Comment a-t-on réussi à transférer l’argent du travail vers le capital ?
Au début des années 80 on explique que cet ajustement doit être provisoire : "c’est la crise tout le monde se serre la ceinture, on remet le bateau à flot et puis ça repart". On met en avant des théoriciens oubliés des années 30 comme Hayek, on voit la création de la société du Mont-Pèlerin, et peu à peu on fait taire tout autre voix. Cela s’accélère avec la chute du bloc de l’est, supprimant définitivement l’idée même d’alternative.

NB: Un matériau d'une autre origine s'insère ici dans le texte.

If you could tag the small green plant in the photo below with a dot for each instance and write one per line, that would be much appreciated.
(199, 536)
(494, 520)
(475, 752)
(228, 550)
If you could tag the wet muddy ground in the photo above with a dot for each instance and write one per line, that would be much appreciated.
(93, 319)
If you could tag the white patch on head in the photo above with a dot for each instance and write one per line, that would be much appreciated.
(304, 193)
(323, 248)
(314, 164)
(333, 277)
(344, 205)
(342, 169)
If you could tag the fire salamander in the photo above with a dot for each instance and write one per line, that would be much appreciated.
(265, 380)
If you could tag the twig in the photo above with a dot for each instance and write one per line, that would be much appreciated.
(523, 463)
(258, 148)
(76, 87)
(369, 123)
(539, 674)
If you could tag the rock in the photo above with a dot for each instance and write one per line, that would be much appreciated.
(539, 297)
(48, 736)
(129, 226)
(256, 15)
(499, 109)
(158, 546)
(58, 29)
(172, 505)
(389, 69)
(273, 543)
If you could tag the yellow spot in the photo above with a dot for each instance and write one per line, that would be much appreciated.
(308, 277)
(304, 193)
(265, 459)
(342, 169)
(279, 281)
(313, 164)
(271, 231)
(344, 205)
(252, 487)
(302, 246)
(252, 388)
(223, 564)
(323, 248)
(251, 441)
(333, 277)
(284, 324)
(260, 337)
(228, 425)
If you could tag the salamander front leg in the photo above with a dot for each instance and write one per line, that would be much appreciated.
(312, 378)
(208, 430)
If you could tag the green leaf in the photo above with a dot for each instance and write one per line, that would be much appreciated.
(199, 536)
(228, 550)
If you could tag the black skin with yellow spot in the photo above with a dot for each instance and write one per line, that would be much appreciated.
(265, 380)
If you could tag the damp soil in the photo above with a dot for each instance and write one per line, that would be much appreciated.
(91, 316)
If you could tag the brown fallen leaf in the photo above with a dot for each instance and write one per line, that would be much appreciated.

En s’appuyant sur des chercheurs qui vont donner un habillage savant aux préférences économiques et financières des milieux dirigeant, on va nous expliquer qu’il faut enrichir les riches pour qu’ils puissent créer des entreprises et offrir des emplois aux pauvres. On nous présente cela comme inexorable, en ne laissant pas la parole à d’autres chercheurs comme Michel Husson, Yves Salesse, avec la Fondation Copernic, le CRID etc...
Retour à la case départ.
Avec Reagan et Thatcher on signe la fin claire et nette du capitalisme industriel (qui pouvait encore supporter le social) au capitalisme financier, qui ne fait plus l’essentiel de son profit sur la production, mais sur la spéculation. On supprime tous les obstacles aux mouvements des capitaux : libre circulation des capitaux, déréglementations, financement des entreprises par le marché financier et ouverture des frontières entre les divers marchés financiers et monétaires. Résultat : la sphère financière se replie sur sa propre logique et se déconnecte peu à peu de l’économie réelle. Deux chiffres pour bien comprendre l’importance de ce changement. Entre 1989 et 1998 le volume du marché des changes est multiplié par trois. Une journée de spéculation sur les devises (seulement sur les devises) représente 1.500 milliards de dollars, soit le montant des réserves en or et devises des principales banques centrales dans le monde.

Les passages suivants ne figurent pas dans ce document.